Ettore Sottsass: We Were Exuberant and Still Had Hope

Ettore Sottsass: We Were Exuberant and Still Had Hope

Marres, House for Contemporary Culture

December 20, 2009

Ettore Sottsass:
We Were Exuberant and Still Had Hope
Works from Stockholm, 1969

December 12, 2009–February 13, 2010

Marres, House for Contemporary Culture​
Capucijnenstraat 98
NL-6211 RT Maastricht

www.marres.org

With this exhibition of several works by Ettore Sottsass (Innsbruck 1917 – Milan 2007), all dated 1969, Marres presents a new position in the investigation of the 20th century and the idea of avant-garde. After The Russian Schizorevolution, which focused on an avant-garde from St. Petersburg in the period 1985-1995 and Depression, which reflected on the 20th century from an economical and psychological perspective, this exhibition presents several specific objects by an architect and designer who represents the idea of avant-garde par excellence. Time and again, Sottsass broke with an existing value system in order to formulate alternative concepts originating in a radical approach to the social and cultural function of objects.

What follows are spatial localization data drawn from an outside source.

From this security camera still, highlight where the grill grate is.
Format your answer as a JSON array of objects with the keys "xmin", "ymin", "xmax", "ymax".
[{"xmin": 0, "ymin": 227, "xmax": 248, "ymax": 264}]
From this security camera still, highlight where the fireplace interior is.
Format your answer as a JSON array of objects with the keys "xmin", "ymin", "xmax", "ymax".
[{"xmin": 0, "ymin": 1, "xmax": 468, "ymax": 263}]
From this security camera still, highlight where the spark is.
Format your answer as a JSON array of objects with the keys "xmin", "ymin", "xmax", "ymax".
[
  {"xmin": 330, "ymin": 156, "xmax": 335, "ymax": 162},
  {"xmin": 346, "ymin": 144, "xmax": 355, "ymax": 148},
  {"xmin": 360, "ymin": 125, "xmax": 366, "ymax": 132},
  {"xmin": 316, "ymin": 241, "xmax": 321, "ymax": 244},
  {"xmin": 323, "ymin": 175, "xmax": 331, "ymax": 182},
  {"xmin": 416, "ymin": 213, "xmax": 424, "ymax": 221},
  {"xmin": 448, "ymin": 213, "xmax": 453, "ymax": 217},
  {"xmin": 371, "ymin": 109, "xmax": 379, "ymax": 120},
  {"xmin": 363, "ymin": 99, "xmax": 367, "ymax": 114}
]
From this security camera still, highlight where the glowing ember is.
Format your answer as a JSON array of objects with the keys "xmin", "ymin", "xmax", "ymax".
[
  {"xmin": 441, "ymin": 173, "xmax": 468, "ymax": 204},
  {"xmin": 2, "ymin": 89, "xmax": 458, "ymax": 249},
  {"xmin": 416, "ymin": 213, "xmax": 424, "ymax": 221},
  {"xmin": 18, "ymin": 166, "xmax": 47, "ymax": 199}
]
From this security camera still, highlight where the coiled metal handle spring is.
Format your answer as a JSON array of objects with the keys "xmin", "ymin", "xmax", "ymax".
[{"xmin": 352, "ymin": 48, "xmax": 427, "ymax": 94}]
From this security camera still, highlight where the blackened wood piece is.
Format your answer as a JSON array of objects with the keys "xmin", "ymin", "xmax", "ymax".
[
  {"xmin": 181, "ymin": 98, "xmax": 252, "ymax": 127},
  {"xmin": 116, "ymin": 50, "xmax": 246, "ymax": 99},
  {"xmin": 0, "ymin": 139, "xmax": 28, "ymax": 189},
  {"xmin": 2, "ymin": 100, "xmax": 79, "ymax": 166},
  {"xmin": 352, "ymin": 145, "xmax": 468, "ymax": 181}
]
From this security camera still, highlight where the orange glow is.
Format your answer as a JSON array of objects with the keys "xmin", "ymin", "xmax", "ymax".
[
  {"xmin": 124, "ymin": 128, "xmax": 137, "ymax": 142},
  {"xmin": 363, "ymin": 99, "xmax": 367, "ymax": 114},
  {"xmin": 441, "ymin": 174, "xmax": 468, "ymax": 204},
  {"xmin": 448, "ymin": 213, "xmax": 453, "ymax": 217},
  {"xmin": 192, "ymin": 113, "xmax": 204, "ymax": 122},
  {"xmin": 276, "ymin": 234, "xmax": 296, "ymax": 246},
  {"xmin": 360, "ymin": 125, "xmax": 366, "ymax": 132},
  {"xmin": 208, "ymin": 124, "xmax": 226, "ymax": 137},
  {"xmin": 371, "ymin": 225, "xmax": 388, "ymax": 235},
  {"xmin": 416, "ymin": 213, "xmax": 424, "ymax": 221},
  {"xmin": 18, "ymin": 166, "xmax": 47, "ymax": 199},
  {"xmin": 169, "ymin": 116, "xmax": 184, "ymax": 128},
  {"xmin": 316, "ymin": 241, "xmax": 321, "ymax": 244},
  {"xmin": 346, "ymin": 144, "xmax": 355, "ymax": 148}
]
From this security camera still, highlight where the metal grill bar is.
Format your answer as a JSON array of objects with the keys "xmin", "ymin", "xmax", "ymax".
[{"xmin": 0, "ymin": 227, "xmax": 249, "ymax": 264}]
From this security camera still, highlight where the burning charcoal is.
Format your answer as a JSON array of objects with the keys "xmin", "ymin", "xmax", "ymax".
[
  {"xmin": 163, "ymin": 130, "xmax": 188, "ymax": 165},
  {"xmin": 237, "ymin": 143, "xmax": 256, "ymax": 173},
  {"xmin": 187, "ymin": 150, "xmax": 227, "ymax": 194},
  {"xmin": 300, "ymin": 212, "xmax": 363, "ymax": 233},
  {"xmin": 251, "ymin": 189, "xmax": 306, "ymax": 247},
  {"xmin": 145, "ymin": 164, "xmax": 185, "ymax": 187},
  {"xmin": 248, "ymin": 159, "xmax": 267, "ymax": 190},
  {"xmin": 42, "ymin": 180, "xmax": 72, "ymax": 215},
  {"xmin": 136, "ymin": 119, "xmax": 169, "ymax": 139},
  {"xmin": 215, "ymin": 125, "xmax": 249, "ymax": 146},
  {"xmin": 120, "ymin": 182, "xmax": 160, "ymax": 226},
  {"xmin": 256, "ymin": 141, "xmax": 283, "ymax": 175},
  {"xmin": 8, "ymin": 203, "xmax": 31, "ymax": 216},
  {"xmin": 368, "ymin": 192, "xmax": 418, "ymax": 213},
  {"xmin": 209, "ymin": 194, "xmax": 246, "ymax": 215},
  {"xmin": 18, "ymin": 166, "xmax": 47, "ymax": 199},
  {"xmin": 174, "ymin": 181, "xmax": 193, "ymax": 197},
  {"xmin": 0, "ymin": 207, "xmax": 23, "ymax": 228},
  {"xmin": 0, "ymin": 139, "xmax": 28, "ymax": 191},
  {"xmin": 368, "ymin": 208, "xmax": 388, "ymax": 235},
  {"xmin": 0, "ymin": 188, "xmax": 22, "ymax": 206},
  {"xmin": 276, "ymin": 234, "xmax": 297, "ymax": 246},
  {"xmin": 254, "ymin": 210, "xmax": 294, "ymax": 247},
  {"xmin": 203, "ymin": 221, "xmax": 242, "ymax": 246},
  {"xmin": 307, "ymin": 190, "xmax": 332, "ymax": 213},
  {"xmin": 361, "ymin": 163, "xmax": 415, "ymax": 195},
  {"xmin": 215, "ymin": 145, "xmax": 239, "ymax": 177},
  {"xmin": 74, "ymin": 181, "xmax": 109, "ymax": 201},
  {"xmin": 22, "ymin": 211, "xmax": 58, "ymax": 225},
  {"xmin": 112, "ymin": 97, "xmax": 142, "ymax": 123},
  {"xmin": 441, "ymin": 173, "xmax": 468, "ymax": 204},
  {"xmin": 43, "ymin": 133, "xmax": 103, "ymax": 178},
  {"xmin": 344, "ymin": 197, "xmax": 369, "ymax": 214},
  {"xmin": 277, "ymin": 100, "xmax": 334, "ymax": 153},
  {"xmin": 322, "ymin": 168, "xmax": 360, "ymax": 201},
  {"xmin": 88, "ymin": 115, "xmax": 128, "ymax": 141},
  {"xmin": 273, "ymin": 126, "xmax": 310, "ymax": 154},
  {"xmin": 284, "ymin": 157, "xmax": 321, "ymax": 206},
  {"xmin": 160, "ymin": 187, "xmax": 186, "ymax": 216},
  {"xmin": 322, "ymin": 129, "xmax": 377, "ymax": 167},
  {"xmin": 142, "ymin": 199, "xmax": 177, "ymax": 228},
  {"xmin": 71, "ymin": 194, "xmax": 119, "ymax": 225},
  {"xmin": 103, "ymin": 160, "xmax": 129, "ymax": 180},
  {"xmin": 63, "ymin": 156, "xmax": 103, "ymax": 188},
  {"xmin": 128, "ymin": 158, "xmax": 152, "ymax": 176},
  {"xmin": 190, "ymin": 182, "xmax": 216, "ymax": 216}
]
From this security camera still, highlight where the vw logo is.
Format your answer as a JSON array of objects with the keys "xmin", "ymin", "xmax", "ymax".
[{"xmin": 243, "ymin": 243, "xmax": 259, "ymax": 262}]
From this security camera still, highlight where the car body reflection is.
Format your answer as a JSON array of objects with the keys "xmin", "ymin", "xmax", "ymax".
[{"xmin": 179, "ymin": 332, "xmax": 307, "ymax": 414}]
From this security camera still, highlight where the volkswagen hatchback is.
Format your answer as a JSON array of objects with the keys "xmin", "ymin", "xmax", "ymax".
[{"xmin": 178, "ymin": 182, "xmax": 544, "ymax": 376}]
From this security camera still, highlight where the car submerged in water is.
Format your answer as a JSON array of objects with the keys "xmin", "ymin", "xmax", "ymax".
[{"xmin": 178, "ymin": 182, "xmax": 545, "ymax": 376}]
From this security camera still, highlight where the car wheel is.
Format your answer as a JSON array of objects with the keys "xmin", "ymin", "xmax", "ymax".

Central in We Were Exuberant and Still Had Hope are three variations of the Superbox, an object that came into being between 1965 and 1967. The Superbox is special in that it was never actually produced and only exists as a photographed model and as an exhibition prototype. The Superbox resembles a closet that rests on a base, completely fitted with a striped surface of plywood, a material that was introduced for the first time with the Superbox. Marres presents three Superboxes, coming from the exhibition Miljö för a ny planet (Landscape for a new planet), which took place in the National Museum in Stockholm in 1969. We Were Exuberant and Still Had Hope is reminiscent of this exhibition, from which next to the Superboxes also the monumental ceramic ‘altar’ is presented.

Notes
From January 10, 2010 onwards, the exhibition will be accompanied by a number of notes – a series of posters, an essay and a sound piece by Guy Keulemans, Cristina Ricupero and Paul Elliman respectively.